2.3. Time perception

The paradigm used to measure time sensory thresholds was the same as the one used in a previous study investigating time perception in individuals with ADHD (Anobile et al., 2022). The task required participants to categorize sound durations. Before the testing phase, participants listened to four sounds, two with “long” and two with “short” durations and they were told that these corresponded to the extreme durations (no responses were required in this phase). After this initial “anchoring” phase, a single sound (500 Hz, 80 dB pure tone) was played, and participants were asked to categorize it as “short” or “long”. Two different timing ranges were tested in separate sessions. Sounds played to measure sensory thresholds within the sub-second range varied from 0.25 ms to 1 s (geometric mean of 0.5 ms), while those played to measure thresholds within the second range varied from 0.75 ms to 3 s (geometric mean of 1.5 ms). Each time range was sampled into 11 equal steps spanning 1 octave around its geometric mean. As a result, sounds within the sub-second range lasted 0.25, 0.28, 0.33, 0.38, 0.43, 0.5, 0.57, 0.66, 0.75, 0.87, 1 s, while those in the second range lasted 0.75, 0.86, 1, 1.13, 1.3, 1.5, 1.72, 1.98, 2.27, 2.61, 3 s. Sound duration was randomly selected at every trial and each duration was tested 4 times within a single session. In total participants were tested with 44 trials for each range. Participants spelled out the category to which they thought the sound belong to (either “long” or “short”) and the researcher entered the response by keypress. The proportion of “long” responses were plotted against the stimuli duration (log scale) and fitted with a cumulative Gaussian error function.

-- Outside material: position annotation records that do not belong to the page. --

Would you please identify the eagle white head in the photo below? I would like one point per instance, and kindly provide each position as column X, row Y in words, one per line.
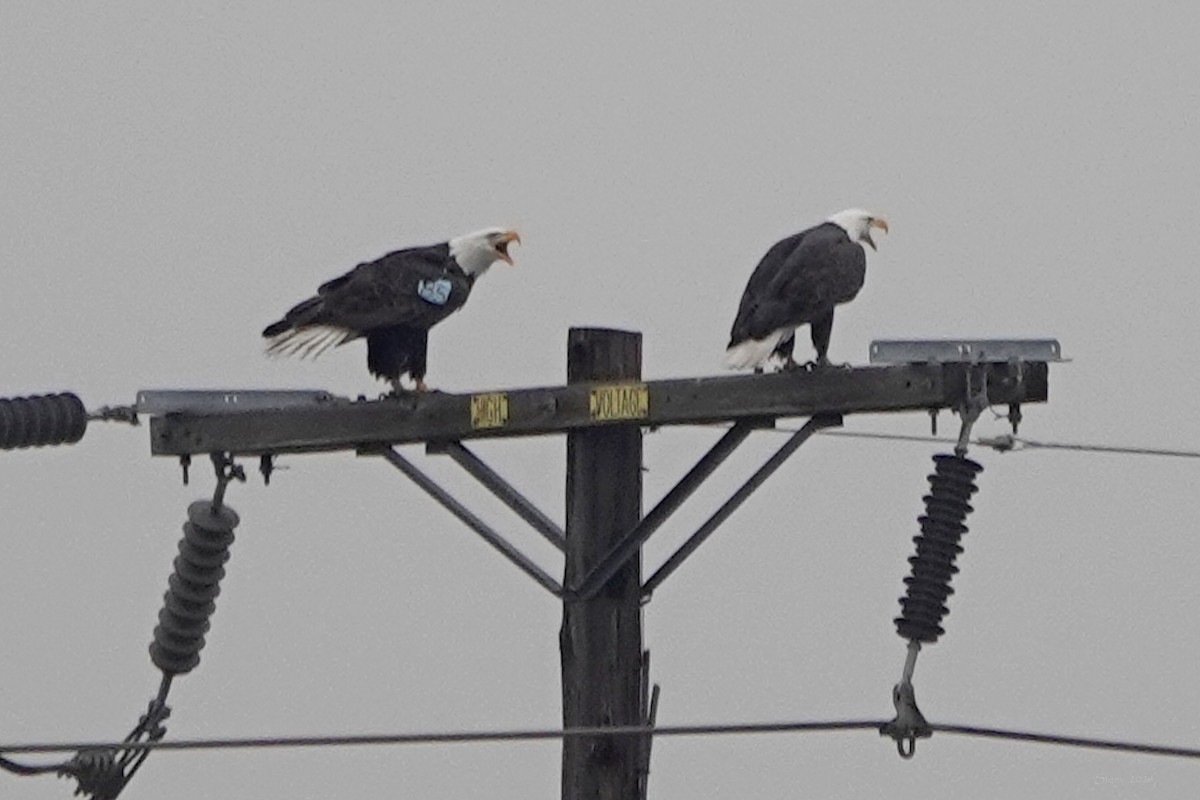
column 478, row 251
column 858, row 223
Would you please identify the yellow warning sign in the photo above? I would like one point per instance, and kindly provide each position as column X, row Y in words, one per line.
column 619, row 402
column 489, row 410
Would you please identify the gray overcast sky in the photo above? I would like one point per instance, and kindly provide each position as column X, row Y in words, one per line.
column 172, row 179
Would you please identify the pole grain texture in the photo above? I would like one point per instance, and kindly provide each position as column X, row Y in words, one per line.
column 601, row 638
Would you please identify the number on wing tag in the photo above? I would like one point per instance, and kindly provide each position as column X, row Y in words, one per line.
column 436, row 292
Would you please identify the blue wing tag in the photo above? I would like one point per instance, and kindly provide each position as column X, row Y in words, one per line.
column 436, row 292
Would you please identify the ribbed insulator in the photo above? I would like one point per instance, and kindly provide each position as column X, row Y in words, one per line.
column 937, row 545
column 41, row 420
column 193, row 588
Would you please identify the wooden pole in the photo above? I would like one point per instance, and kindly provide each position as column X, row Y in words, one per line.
column 601, row 638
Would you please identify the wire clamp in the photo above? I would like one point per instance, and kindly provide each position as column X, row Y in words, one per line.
column 909, row 725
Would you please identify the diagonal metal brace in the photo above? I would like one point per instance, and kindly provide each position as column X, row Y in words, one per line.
column 473, row 522
column 504, row 491
column 738, row 498
column 629, row 545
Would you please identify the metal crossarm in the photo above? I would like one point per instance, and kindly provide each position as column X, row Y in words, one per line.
column 341, row 423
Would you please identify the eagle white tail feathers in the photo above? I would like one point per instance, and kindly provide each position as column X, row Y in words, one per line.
column 753, row 353
column 309, row 341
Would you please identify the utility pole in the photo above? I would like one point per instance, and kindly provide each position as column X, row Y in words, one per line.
column 603, row 409
column 601, row 637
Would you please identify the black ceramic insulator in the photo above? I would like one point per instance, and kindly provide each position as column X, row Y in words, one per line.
column 192, row 588
column 942, row 525
column 41, row 420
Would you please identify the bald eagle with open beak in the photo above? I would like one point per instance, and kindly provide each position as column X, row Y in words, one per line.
column 391, row 302
column 801, row 281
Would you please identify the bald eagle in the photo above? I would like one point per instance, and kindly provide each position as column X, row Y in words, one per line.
column 393, row 302
column 799, row 281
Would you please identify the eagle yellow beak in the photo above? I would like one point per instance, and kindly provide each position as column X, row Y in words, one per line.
column 502, row 245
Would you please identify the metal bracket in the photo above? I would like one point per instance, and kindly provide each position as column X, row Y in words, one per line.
column 737, row 499
column 507, row 549
column 502, row 489
column 894, row 352
column 629, row 545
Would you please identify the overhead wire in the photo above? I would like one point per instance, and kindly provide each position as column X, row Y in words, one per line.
column 534, row 734
column 1008, row 444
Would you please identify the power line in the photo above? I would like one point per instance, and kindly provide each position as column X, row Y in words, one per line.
column 1008, row 444
column 478, row 737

The point of subjective equality (PSE) was defined as the duration corresponding to the 50% point of the fit (accuracy). The just notable difference (JND) was defined as the difference between 50% and 75% and was used to estimate Weber Fraction (10^JND-1), and index of sensory precision.

2.4. Data analysis

To compare the measurements of non-verbal reasoning that were collected using two different tests (the Visual Perceptual Reasoning Score (IRP) measured by WISC-IV for children with DD and the Raven matrices for children without DD) we converted both these indices into z-scores, according to the normative age-standardized data provided by the test manuals. The same was done for the word and non-word standardized reading tests which were then averaged to provide an index of reading abilities. T-tests were used to compare age, non-verbal IQ, mathematical and reading performance between the two groups.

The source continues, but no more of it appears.